Not only does Kosovo lack a police force in the aftermath of NATO's bombing campaign, it also lacks a court system to try alleged criminals. As a stopgap measure, the UN and OSCE have come up with an idea to try to deal with the problem: mobile judicial units. As RFE/RL's Jeremy Bransten -- who recently returned from the province -- reports, it's an imperfect solution for imperfect times.
Pristina, 4 August 1999 (RFE/RL) -- NATO's bombardment of Kosovo and the subsequent withdrawal of Serbian forces has left the province with almost no policemen and no functioning courts.
With all types of crime on the rise -- from ordinary theft to ethnically motivated revenge attacks -- the UN has come up with a unique idea to tackle the problem: mobile judicial units.
The idea is simple. Since there are no courts to hear cases, each morning teams of judges and lawyers gather in the provincial capital Pristina and drive out in a fleet of mini-buses to mete out justice where it is most needed. Often, the mobile units head straight to KFOR military bases, where most alleged offenders are held.

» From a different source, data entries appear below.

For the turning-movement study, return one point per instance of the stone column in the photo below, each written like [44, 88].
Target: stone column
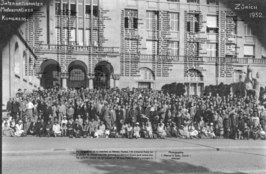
[116, 80]
[64, 77]
[91, 77]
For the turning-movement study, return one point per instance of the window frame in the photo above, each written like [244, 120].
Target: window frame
[174, 21]
[249, 56]
[152, 18]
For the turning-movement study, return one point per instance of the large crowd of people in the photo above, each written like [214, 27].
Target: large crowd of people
[136, 113]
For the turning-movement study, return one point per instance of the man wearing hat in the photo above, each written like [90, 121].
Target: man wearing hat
[19, 129]
[56, 129]
[77, 129]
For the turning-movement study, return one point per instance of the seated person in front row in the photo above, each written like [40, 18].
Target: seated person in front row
[57, 129]
[49, 129]
[19, 129]
[70, 126]
[7, 131]
[100, 131]
[85, 129]
[77, 129]
[64, 126]
[136, 130]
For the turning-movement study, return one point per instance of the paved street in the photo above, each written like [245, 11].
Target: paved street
[57, 155]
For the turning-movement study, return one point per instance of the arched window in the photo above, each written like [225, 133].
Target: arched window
[238, 76]
[16, 59]
[77, 75]
[24, 63]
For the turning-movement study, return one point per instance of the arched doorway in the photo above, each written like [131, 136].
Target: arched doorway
[17, 60]
[103, 71]
[146, 78]
[77, 74]
[50, 71]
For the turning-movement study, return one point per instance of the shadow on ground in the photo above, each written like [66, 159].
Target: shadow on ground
[145, 166]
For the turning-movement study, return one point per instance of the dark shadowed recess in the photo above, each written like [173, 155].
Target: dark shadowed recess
[258, 25]
[146, 166]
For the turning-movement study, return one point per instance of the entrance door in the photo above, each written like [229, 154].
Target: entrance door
[50, 74]
[77, 75]
[103, 72]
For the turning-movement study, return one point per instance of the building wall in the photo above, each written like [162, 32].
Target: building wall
[128, 59]
[14, 76]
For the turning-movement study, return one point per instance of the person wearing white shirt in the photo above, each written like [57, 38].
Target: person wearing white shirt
[56, 129]
[19, 129]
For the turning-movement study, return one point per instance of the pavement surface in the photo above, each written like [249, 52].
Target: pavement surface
[59, 155]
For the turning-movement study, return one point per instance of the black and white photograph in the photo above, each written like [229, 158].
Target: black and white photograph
[133, 86]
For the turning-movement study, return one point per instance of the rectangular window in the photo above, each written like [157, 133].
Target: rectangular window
[64, 36]
[87, 37]
[230, 50]
[174, 21]
[188, 26]
[152, 47]
[80, 37]
[249, 51]
[135, 23]
[212, 50]
[212, 21]
[248, 31]
[65, 9]
[57, 33]
[151, 20]
[95, 11]
[173, 48]
[173, 0]
[57, 8]
[88, 10]
[73, 9]
[72, 35]
[126, 22]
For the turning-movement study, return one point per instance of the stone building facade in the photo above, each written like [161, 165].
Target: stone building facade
[139, 43]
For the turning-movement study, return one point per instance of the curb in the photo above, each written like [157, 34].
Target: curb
[73, 151]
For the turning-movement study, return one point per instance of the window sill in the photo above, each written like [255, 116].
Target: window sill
[17, 76]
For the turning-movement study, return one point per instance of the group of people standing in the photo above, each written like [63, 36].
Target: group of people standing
[136, 113]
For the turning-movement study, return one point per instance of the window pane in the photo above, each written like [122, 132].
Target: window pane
[73, 9]
[95, 11]
[72, 35]
[211, 50]
[249, 50]
[57, 8]
[65, 8]
[81, 10]
[88, 10]
[80, 37]
[212, 21]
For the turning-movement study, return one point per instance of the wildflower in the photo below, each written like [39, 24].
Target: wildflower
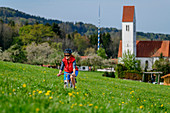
[80, 105]
[50, 97]
[37, 109]
[70, 94]
[40, 92]
[141, 107]
[96, 107]
[90, 104]
[47, 93]
[24, 85]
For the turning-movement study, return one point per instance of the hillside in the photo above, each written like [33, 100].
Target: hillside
[27, 88]
[7, 14]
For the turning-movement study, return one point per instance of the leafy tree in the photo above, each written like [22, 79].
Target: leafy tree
[89, 51]
[81, 42]
[162, 65]
[130, 62]
[101, 52]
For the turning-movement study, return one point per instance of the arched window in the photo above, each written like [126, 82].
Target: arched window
[146, 64]
[127, 27]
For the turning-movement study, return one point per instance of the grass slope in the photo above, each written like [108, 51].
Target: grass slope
[27, 88]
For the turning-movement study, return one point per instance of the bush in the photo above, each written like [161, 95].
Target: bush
[107, 74]
[133, 75]
[120, 70]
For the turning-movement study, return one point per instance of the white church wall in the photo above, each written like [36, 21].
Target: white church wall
[128, 37]
[143, 62]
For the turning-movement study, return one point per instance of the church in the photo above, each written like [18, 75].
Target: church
[145, 51]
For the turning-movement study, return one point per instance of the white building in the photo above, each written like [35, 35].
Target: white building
[145, 51]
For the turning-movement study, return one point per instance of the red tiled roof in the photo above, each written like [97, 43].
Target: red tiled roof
[128, 13]
[150, 48]
[168, 75]
[83, 57]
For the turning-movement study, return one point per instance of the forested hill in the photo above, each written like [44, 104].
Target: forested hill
[8, 14]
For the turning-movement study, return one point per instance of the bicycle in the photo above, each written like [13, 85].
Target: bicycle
[66, 82]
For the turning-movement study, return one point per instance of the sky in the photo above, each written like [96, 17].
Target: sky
[151, 15]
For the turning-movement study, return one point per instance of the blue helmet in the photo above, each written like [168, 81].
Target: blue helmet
[68, 51]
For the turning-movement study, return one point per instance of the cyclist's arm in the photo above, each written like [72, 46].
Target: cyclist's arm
[74, 67]
[62, 67]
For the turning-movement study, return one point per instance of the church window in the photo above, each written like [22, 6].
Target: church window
[127, 27]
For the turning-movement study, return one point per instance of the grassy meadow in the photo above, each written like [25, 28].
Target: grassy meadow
[27, 88]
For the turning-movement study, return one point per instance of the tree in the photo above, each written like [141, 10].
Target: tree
[130, 62]
[81, 42]
[101, 52]
[162, 65]
[89, 51]
[39, 54]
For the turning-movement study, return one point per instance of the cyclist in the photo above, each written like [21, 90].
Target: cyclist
[69, 66]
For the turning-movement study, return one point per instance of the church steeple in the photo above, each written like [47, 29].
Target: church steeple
[129, 30]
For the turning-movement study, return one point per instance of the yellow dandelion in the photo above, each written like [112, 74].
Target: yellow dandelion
[90, 104]
[50, 97]
[96, 107]
[40, 92]
[141, 107]
[80, 105]
[24, 85]
[70, 94]
[47, 93]
[37, 109]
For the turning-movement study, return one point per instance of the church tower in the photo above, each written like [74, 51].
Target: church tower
[129, 30]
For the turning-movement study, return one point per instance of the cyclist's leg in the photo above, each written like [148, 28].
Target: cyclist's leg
[73, 80]
[66, 80]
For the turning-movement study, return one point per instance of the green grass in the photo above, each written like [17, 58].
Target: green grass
[23, 88]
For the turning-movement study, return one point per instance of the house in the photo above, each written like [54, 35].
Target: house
[166, 79]
[145, 51]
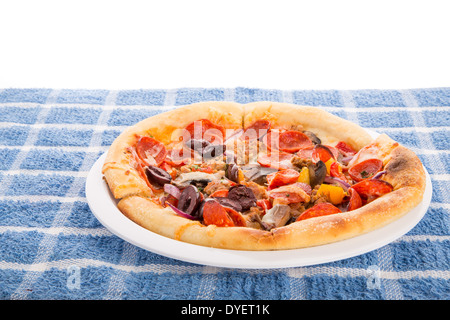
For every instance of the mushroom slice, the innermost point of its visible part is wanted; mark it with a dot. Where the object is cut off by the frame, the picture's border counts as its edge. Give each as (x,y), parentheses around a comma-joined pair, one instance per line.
(198,178)
(276,217)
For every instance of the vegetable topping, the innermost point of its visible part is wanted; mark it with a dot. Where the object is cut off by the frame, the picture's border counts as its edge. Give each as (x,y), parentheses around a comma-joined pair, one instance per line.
(296,177)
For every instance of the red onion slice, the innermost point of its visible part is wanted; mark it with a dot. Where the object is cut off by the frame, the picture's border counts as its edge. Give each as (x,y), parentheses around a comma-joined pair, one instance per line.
(342,183)
(181,213)
(172,190)
(379,174)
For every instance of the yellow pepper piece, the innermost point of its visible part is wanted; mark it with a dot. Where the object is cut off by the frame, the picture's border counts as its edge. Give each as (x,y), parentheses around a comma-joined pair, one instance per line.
(304,175)
(328,164)
(241,176)
(334,194)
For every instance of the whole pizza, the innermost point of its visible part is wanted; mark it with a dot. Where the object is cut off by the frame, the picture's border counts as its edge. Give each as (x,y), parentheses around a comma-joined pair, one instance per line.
(260,176)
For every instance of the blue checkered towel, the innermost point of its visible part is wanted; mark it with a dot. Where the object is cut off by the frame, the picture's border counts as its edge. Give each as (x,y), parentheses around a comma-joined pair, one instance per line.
(52,246)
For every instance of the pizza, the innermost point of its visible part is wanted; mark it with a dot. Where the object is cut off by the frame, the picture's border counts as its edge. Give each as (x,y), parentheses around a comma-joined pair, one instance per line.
(259,176)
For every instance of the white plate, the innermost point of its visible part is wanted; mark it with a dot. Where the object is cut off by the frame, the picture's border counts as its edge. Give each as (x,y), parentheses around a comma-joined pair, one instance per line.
(103,205)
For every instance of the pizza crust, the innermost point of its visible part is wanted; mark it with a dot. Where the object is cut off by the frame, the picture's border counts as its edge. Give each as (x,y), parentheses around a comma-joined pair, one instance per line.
(122,177)
(403,170)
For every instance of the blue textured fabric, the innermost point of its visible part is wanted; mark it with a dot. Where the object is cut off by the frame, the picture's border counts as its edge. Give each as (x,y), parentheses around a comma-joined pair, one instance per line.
(49,139)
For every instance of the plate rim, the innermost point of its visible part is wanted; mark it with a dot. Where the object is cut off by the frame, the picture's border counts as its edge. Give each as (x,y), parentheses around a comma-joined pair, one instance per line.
(103,206)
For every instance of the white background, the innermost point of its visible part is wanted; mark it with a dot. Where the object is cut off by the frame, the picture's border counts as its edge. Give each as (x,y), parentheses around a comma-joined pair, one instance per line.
(267,44)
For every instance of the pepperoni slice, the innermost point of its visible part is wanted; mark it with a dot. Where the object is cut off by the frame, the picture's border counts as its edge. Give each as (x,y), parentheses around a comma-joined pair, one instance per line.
(293,141)
(322,153)
(371,189)
(264,204)
(205,129)
(223,193)
(257,130)
(305,153)
(215,213)
(318,210)
(276,160)
(365,169)
(345,149)
(151,151)
(281,178)
(237,218)
(355,201)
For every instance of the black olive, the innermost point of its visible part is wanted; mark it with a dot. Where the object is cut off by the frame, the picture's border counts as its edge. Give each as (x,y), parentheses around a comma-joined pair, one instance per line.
(213,150)
(232,172)
(197,144)
(312,137)
(317,173)
(157,176)
(230,157)
(189,200)
(242,194)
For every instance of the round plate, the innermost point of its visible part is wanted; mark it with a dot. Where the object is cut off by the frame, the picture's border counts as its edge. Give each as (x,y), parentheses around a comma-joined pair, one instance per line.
(104,207)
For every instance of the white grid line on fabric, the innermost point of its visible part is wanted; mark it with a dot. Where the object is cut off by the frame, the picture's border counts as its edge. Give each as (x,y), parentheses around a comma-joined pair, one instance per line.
(117,280)
(116,284)
(31,139)
(206,290)
(229,94)
(391,288)
(286,97)
(183,269)
(298,285)
(349,105)
(48,242)
(427,141)
(386,261)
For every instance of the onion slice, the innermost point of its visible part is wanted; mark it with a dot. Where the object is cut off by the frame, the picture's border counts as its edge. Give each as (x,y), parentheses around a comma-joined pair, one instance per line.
(172,190)
(379,174)
(181,213)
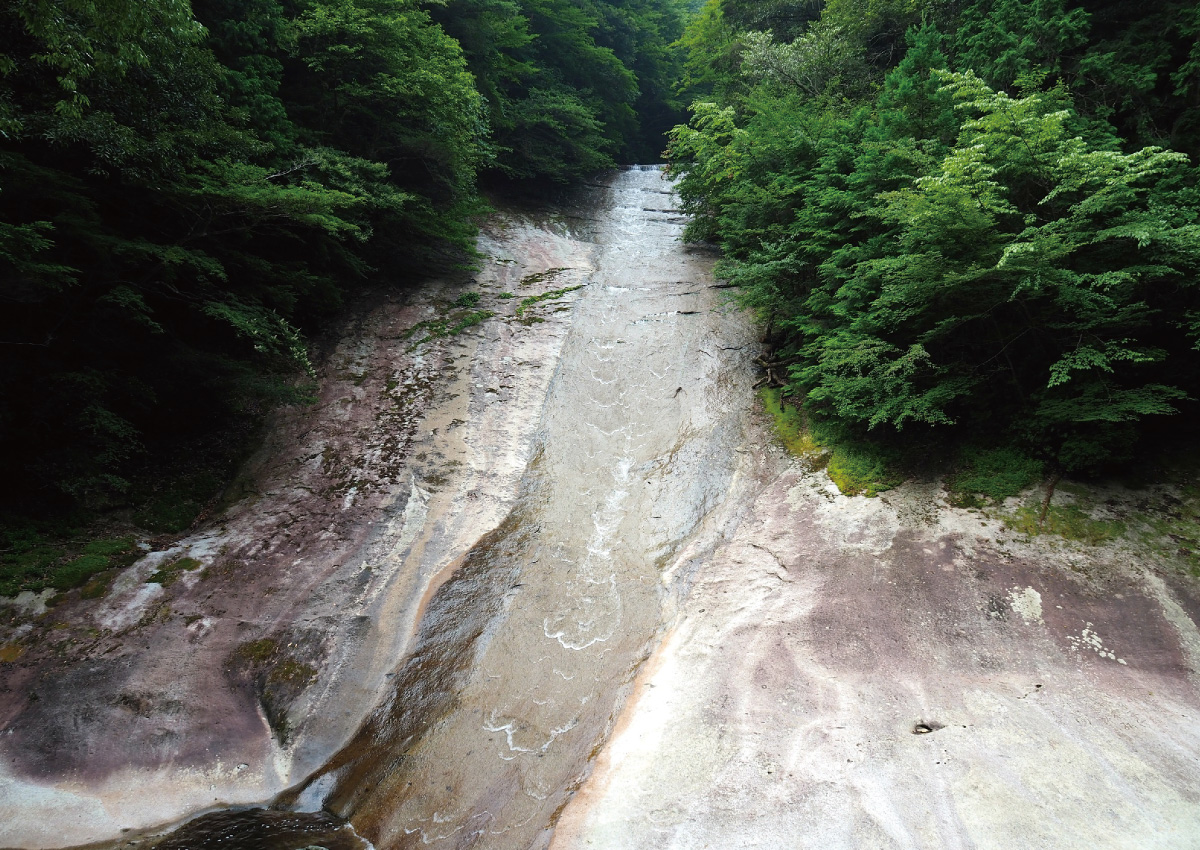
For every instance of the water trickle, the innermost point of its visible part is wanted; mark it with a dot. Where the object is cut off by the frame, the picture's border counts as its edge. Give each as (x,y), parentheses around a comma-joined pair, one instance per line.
(525,656)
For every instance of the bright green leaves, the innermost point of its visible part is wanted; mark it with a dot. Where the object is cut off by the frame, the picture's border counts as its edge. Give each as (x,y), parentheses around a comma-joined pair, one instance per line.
(943,252)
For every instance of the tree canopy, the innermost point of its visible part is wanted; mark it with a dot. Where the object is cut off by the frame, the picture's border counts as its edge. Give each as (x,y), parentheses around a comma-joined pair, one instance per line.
(977,217)
(187,190)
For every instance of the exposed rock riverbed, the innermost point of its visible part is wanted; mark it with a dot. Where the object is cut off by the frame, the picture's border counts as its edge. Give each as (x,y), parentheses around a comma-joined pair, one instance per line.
(550,582)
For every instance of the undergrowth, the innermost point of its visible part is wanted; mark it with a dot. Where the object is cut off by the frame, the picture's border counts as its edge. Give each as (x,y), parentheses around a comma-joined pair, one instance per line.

Urdur Gunnarsdottir, spokeswoman for the Organization for Security and Cooperation in Europe (OSCE) in Kosovo, which organizes the units, explains:
"What these mobile units do: they consist of an investigative judge, a prosecutor and a defense lawyer. They simply look into the case of the detainee and look whether there is sufficient reason to keep these people in detention or whether they should be released."
In fact, most suspects are released -- some even before the mobile units arrive. As Captain Mike Cole, a lawyer with the British Army at a base in Lipjan, explains, jail space is limited.
Lipjan has room for about 60 detainees and in the current environment, people suspected of lesser crimes such as looting or making threats, must be released to make way for those accused of more serious crimes, such as murder. Detainees suspected of more than five murders are treated as alleged war criminals, who may be later handed over to international investigators working for the War Crimes Tribunal in The Hague.
The five countries which run the zones into which Kosovo is now divided -- Britain, the U.S., France, Italy and Germany -- apply their own national laws on the detention of suspects. Cole says that in Britain, suspects may be held for 48 hours of questioning before charges are filed. In that period, Cole reviews the case of each detainee and decides whether there is sufficient cause to hold the person until the mobile units arrive.
For those whose cases are judged worthy of further detention, initially by KFOR and later by the mobile units, the next step is a trial. However, no case has gone that far. The OSCE hopes trials may start as soon as next month, but more judges and lawyers will have to be appointed in the interim.
As Gunnarsdottir stresses, the mobile units are just the first step:
"The long term goals are, among others, to revise the criminal law so it conforms to international standards and to establish a permanent judiciary system, but that takes time and in the meantime, we have to have some solution. But the solution we are talking about now - it's only for the time being."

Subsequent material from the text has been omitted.